空港内で報道関係者に囲まれ、コメントするカン・チョル駐マレーシア北朝鮮大使=クアラルンプール国際空港、シャイフル・レドズアン撮影
北朝鮮の金正恩(キムジョンウン)・朝鮮労働党委員長の異母兄、金正男(キムジョンナム)氏が殺害された事件で、マレーシア政府から国外退去を命じられた北朝鮮のカン・チョル駐マレーシア大使が6日、民間機でマレーシアを出国した。北京経由で平壌に帰国するとみられる。一方、北朝鮮外務省は、マレーシアに帰国している同国の駐北朝鮮大使について国外退去処分にすると発表した。
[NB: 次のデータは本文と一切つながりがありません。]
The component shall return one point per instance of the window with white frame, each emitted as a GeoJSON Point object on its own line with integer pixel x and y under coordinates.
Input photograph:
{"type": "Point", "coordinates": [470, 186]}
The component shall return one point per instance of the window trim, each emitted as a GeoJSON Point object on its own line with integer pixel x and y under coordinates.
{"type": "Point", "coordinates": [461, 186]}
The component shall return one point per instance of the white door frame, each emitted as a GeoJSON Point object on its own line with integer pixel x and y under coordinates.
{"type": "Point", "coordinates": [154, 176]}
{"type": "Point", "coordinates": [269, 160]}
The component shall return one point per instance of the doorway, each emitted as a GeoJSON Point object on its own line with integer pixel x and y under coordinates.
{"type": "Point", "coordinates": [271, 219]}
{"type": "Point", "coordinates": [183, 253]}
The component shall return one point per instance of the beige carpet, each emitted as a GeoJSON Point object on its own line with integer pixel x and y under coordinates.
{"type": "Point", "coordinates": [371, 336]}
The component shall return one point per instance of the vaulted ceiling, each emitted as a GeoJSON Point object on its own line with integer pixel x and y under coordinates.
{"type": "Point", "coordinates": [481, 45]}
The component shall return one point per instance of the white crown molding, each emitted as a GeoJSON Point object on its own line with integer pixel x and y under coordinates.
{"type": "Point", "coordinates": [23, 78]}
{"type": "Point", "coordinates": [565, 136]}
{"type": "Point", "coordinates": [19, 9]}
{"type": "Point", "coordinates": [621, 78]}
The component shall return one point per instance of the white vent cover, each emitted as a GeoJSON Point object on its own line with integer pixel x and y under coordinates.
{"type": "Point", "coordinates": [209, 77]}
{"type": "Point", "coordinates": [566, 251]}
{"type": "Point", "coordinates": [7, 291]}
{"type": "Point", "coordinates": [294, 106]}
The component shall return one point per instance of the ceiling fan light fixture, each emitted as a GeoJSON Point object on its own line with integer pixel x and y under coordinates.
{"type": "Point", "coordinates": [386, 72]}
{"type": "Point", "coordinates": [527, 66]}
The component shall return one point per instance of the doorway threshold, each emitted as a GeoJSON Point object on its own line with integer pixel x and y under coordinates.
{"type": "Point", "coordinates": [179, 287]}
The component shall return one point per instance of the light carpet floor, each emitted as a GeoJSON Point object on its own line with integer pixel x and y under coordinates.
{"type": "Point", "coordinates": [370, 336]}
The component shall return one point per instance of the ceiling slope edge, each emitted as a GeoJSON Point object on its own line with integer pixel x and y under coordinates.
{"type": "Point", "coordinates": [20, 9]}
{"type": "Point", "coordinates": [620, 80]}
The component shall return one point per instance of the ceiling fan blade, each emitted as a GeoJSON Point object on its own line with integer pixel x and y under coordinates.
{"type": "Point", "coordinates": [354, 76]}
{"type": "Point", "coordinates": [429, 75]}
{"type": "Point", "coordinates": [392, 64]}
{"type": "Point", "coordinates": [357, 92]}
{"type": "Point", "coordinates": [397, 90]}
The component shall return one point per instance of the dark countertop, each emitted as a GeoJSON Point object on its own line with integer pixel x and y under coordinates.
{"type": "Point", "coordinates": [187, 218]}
朝鮮中央通信が6日夜、伝えた。
特集:金正男氏殺害
強硬な態度を崩さない北朝鮮に対し、マレーシアのナジブ政権はさらなる対抗措置を検討している。友好国だった両国の関係は、大使の国外退去の応酬でさらに緊張する可能性がある。
カン大使は出国の期限とされた6日午後6時(日本時間午後7時)の約1時間前にクアラルンプール国際空港に到着した。報道陣に対し、警察の捜査を批判したことについて「国の立場を代弁しただけだ」と述べ、「40年以上続く両国関係を害する極端な措置に深刻な懸念を表明する」などと主張した。マレーシア政府が求める謝罪の言葉はなかった。
事件の重要参考人とされる北朝鮮大使館2等書記官や、警察が逮捕状をとった北朝鮮の国営航空会社、高麗航空の職員は大使館内にかくまわれているとみられるが、北朝鮮側は捜査に協力する姿勢を見せない。